Od tamtego wieczora mijały dni,tygodnie, miesiące...a z Jack'iem układało mi się z każdym dniem coraz lepiej. Na początku, próbowaliśmy utrzymać to w tajemnicy, ale oczywiście nikt w tej cholernej rezydencji nie ma w zwyczaju pukać, gdy wchodzą komuś do pokoju. Tak więc plotka szybko się rozniosła po domownikach. Z każdym tygodniem robi się coraz cieplej,dni są dłuższe, a deszcze stopniowo ustępują. Kolejny wyzajd nad morze zbliża się nieubłagalnie, choć prawie każdy się z tego cieszy,gdyż tym razem będziemy tam przez dwa tygodnie i będzie więcej luzu. Las stawał się już zielony,a na niektórych drzewach pojawiały się malutkie kwiatki. Stałem na balkonie wpatrując się w ten cudowny krajobraz, czekając na moją rodzynkę, aż łaskawie wróci do pokoju. I niech się pośpieszy! Potrzebuję czułości. Patrzyłem jeszcze na drzewa, których liście falowały pod wpływem ciepłego wiatru, dopóki nie usłyszałem otwierających się drzwi. Odwróciłem głowę w stronę dźwięku i ku mojej radości to był Jack. Gdy tylko drzwi się ponownie zamknęły natychmiastowo ruszyłem w jego stronę, wyciągając ku niemu ręce.

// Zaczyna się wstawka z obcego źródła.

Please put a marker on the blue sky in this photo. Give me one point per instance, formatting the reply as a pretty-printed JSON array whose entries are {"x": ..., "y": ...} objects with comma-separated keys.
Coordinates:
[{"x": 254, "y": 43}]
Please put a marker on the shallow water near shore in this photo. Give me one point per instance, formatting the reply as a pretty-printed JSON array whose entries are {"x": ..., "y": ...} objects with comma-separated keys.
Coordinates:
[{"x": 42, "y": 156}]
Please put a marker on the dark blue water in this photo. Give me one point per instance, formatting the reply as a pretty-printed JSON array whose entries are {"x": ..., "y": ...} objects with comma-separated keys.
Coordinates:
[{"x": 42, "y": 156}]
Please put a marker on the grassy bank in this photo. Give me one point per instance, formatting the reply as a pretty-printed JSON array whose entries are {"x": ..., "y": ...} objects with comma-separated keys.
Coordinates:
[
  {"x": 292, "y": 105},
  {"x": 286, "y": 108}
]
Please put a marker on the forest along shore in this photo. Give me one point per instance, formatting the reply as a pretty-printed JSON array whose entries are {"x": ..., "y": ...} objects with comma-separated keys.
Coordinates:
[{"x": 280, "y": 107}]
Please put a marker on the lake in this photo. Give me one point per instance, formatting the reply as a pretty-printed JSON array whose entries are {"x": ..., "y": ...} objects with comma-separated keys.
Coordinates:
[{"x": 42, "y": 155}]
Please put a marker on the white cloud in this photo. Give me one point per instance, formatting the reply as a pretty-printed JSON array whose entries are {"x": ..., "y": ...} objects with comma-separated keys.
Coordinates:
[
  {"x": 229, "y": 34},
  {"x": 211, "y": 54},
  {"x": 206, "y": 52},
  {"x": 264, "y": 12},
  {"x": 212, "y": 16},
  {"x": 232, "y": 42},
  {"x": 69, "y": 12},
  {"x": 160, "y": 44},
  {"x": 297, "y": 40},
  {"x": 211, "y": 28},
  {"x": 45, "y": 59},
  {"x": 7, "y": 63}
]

-Jacky....-mruknąłem przeciągle tuląc tą małą rodzynkę do siebie
-Hmm?- również się do mnie tuląc
-Czemu tak długo Cię nie było?! Mam niedobór twojego ciepła...-powiedziałem chowając rozcięty policzek w jego mięciutkich włosach.
-Co,tryb czułości ci się załączył?-spytał śmiejąc się przy tym
-Mhmm..-odmruknąłem cicho
- Aż cię nie poznaję. Zawsze to ja się tuliłem-
-Dlatego ja nie musiałem-zaśmiałem się cicho mówiąc to
-No w sumie, racja-burknął i podniósł głowę, patrząc mi w oczy.
-Wiesz, że Cię kocham?-spytałem z czułym uśmiechem
-Wiem,a ty wiesz że też Cię kocham?- również się uśmiechnął, odpowiadając pytaniem na pytanie
-Wiem-mruknąłem, składając krótki pocałunek na jego policzku. Chłopak lekko się zaśmiał. Po chwili odsuneliśmy się od siebie. Jak się okazało w samą porę,gdyż po chwili do pokoju wbił nasz ulubiony gofrozjeb! Oczywiście nie pukając! A jak już przy nim jesteśmy to ostatnio podejrzanie dobrze dogaduje się z Maskim. Przestali się kłócić, a nawet chyba się polubili! To coś czego nikt się dosłownie nie spodziewał. A wracając przyszedł by nam oznajmić, że kolacja już jest gotowa. Po zjedzonym posiłku, który jak zwykle odbywał się w harmiderze zrobionym przez domowników, pojawił się Slender,który przekazał nam informację co do następnego wyjazdu. Został nam niecały miesiąc i wyjeżdżamy. Nie mogę się doczekać, aż wkońcu całymi dniami będzie można siedzieć na gorącej plaży, basenie, chodzić po mieście, zwiedzać i tak dalej... czuję że ten miesiąc minie znacznie szybciej niż ktokolwiek mógł się spodziewać...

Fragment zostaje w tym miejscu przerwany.